The lawful and ethical application of AI is much wider than a surveillance issue – if you want a brilliant summary and haven’t already done so, maybe listen to the BBC Reith Lectures, also from last year.

But of all the use cases, novel applications and scare stories, just about the most terrifying thing I’ve come across in AI surveillance capability is this:

“Hello Barbie”

Forget Harpy and other ‘loitering munitions’ this is the most frightening thing I’ve seen in AI exploitation full stop.

An interactive doll produced for the English-speaking market, equipped with speech recognition systems and AI-based learning features, operating as an IoT device!

Mercifully this toy is no longer marketed owing to concerns about system and device security and you could run an entire conference on smart toys alone - but for now just think about the issues raised by having an interactive, AI-enabled doll connected to a developing child at one end and to the internet at the other. If you’re struggling to see why that is so ghastly from a surveillance perspective read Nicole Perlroth’s “This is How They Tell Me the World Ends”.
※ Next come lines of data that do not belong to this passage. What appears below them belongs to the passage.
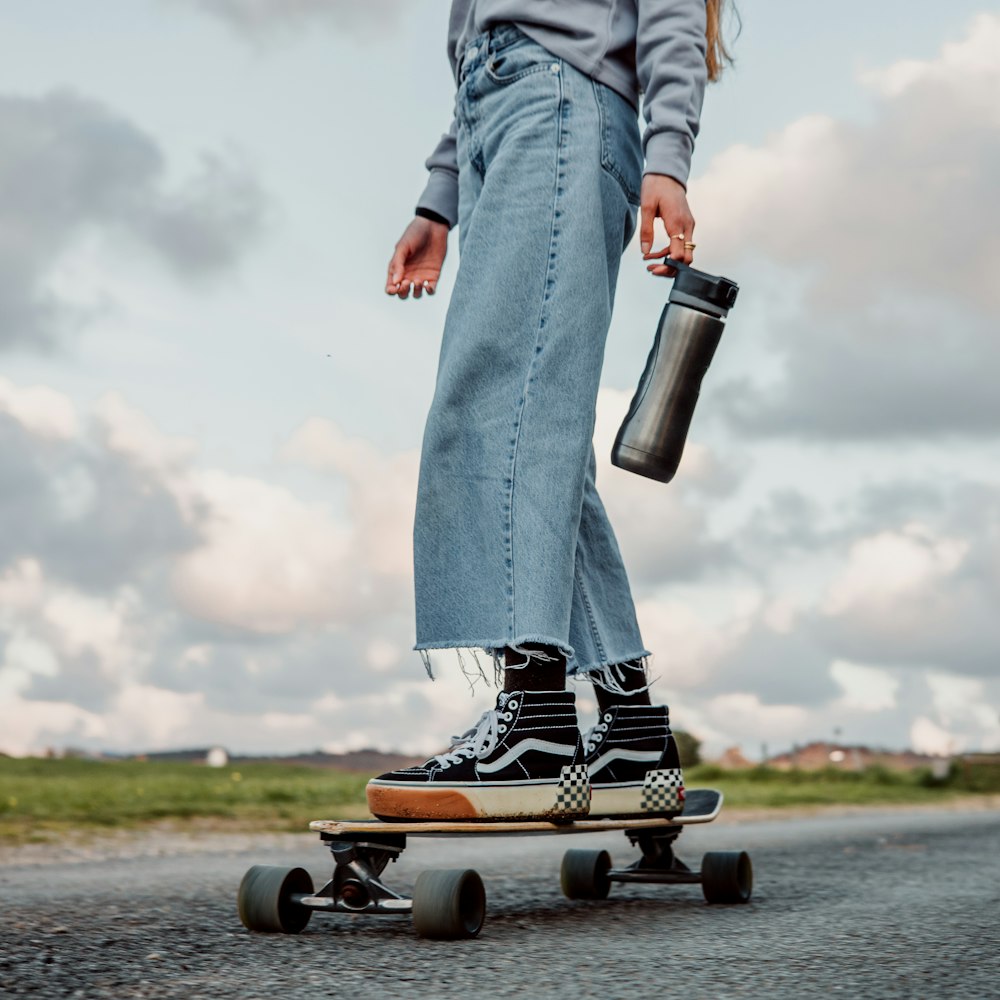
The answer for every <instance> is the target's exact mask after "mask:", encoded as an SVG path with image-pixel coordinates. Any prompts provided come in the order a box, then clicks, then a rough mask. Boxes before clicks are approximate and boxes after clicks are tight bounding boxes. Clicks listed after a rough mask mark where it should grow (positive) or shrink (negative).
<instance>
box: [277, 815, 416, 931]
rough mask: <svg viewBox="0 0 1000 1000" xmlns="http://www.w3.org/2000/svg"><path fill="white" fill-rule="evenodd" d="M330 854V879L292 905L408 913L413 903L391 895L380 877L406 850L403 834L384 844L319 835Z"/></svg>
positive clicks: (311, 909)
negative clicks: (313, 892) (319, 835)
mask: <svg viewBox="0 0 1000 1000" xmlns="http://www.w3.org/2000/svg"><path fill="white" fill-rule="evenodd" d="M322 839H323V841H324V842H325V843H326V844H327V846H328V847H329V848H330V852H331V853H332V854H333V860H334V870H333V878H331V879H330V881H329V882H327V883H326V885H324V886H323V888H322V889H320V890H319V892H317V893H315V895H308V894H306V895H298V896H296V897H293V902H295V903H297V904H298V905H299V906H305V907H308V908H309V909H310V910H325V911H327V912H335V911H337V910H340V911H347V912H350V913H410V912H411V910H412V909H413V902H412V900H409V899H407V898H406V897H405V896H401V895H400V894H399V893H398V892H394V891H393V890H392V889H390V888H389V887H388V886H387V885H385V883H384V882H382V880H381V879H380V878H379V876H380V875H381V874H382V872H383V871H384V870H385V867H386V865H388V864H389V862H390V861H395V860H396V859H397V858H398V857H399V855H400V854H401V853H402V852H403V850H404V848H405V847H406V837H405V835H402V834H397V835H394V836H389V837H386V839H385V841H381V840H379V841H372V840H353V839H350V840H342V839H334V837H333V836H332V835H330V834H324V835H323V836H322Z"/></svg>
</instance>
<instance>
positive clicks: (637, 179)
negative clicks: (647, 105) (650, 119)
mask: <svg viewBox="0 0 1000 1000" xmlns="http://www.w3.org/2000/svg"><path fill="white" fill-rule="evenodd" d="M593 83H594V96H595V98H596V99H597V110H598V113H599V115H600V117H601V166H602V167H603V168H604V169H605V170H606V171H607V172H608V173H609V174H611V176H612V177H614V179H615V180H616V181H618V184H619V186H620V187H621V189H622V191H623V193H624V194H625V197H626V198H627V199H628V200H629V202H630V203H631V204H633V205H638V204H639V199H640V195H639V191H640V188H641V186H642V139H641V137H640V135H639V121H638V115H637V114H636V112H635V109H634V108H633V107H632V105H631V104H629V102H628V101H626V100H625V98H624V97H622V96H621V95H620V94H617V93H615V91H613V90H612V89H611V88H610V87H606V86H605V85H604V84H603V83H598V82H597V81H596V80H595V81H593Z"/></svg>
Back to transparency and explainability. I have heard people say the AI in their surveillance tech is just “too complicated” to explain, and that even their designers and programmers don’t really understand how it works. Well, if you’re spending the public’s money on it and you’re abiding by your legal obligations to demonstrate that you’ve avoided bias - and discrimination - that won’t do. If you’re relying on automated decision-making that won’t do, and if you’re claiming ethics to be at the heart of your every decision, you’ll need to prove ethical functioning of your AI.
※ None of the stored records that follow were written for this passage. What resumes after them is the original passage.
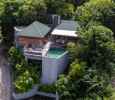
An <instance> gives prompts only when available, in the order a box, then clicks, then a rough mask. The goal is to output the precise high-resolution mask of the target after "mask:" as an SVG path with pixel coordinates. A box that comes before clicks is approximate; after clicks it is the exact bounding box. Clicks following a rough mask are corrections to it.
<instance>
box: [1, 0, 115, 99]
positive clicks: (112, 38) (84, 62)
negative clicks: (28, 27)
mask: <svg viewBox="0 0 115 100" xmlns="http://www.w3.org/2000/svg"><path fill="white" fill-rule="evenodd" d="M50 14H57V15H60V16H61V18H62V19H68V20H76V21H78V22H79V24H80V28H79V40H78V41H77V43H74V42H70V43H68V45H67V50H68V51H69V54H70V62H69V68H68V70H67V71H66V72H65V74H63V75H60V77H59V78H58V80H57V82H56V83H55V84H53V85H52V86H49V87H48V86H44V87H45V89H46V88H47V90H48V91H52V90H56V91H57V92H58V93H59V95H60V99H61V100H114V99H115V96H114V93H115V91H114V89H113V85H112V84H111V83H112V79H113V78H114V75H115V73H114V71H115V0H0V25H1V34H2V35H1V38H2V39H3V45H7V47H8V48H10V47H11V46H12V45H14V26H16V25H17V26H22V25H28V24H30V23H32V22H33V21H34V20H38V21H41V22H43V23H48V19H47V17H46V16H48V15H50ZM12 53H13V54H14V55H18V56H14V55H12ZM10 55H11V56H12V57H13V58H15V60H14V62H15V63H18V65H17V66H16V67H17V68H21V67H20V66H19V64H20V65H21V66H23V63H24V60H23V59H22V58H23V57H22V56H19V54H18V51H16V50H14V48H11V49H10ZM13 58H12V59H13ZM14 62H13V63H14ZM22 62H23V63H22ZM24 66H28V65H25V64H24ZM19 72H20V69H19ZM35 77H36V76H35ZM19 85H20V84H19ZM22 88H23V87H22Z"/></svg>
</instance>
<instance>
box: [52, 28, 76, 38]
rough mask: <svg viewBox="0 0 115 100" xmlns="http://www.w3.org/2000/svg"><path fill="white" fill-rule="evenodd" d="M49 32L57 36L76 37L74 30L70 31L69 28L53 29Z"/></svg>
mask: <svg viewBox="0 0 115 100" xmlns="http://www.w3.org/2000/svg"><path fill="white" fill-rule="evenodd" d="M51 34H52V35H57V36H66V37H78V35H77V34H76V31H71V30H58V29H54V30H53V31H52V33H51Z"/></svg>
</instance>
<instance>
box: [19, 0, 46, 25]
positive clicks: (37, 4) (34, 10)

Transparency and explainability are two keystones of public accountability – if your tech is too opaque or unintelligible for the citizen who’s funding it - and purportedly benefiting from it, the problem isn’t the citizen.
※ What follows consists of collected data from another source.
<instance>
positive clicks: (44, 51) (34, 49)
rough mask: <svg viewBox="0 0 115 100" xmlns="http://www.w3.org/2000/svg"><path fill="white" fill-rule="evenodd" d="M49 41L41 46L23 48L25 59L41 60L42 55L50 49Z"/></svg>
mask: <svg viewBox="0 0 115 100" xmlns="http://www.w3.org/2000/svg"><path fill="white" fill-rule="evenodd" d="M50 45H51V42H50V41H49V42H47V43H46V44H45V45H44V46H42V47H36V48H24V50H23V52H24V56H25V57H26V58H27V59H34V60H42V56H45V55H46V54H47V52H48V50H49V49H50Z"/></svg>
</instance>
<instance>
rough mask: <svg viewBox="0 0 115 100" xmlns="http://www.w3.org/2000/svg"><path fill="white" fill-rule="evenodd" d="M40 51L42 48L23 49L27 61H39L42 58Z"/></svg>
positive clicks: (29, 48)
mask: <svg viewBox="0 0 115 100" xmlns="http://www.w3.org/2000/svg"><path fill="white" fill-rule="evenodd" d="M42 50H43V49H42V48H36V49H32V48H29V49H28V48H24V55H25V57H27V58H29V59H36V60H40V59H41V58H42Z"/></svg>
Surveillance question – How have you assured yourselves that all your AI-equipped, internet connected devices used for continuous and invasive monitoring, such as video surveillance are secure?

What about all your other data-intensive systems that collect mobility data and drive behavioural information (GPS; Wi-Fi tracking devices; RFID technology; Intelligent Transport Systems and “event data recorder” devices)?

In summary - here’s what I’ve learned over the last year:

  1. There’s a significant element of data protection and human rights engaged in biometric surveillance. But it’s not just data protection – any more than facial recognition is just photography or DNA sampling is just chemistry.
  2. Be careful whose corporate company you keep - Conduct ethical pen tests as often - and sincerely - as your technical ones - and be as attentive to the ethical standards of your contractors as you are to your own.
  3. Take care with your Surveillance Relationship with the citizen – you’re going to need each other. Remember - you’re only a part of a much larger system of surveillance capability - no one wants to be responsible for the weakest part of that ecosystem. Look after your bit.
  4. Never connect dolls to the internet.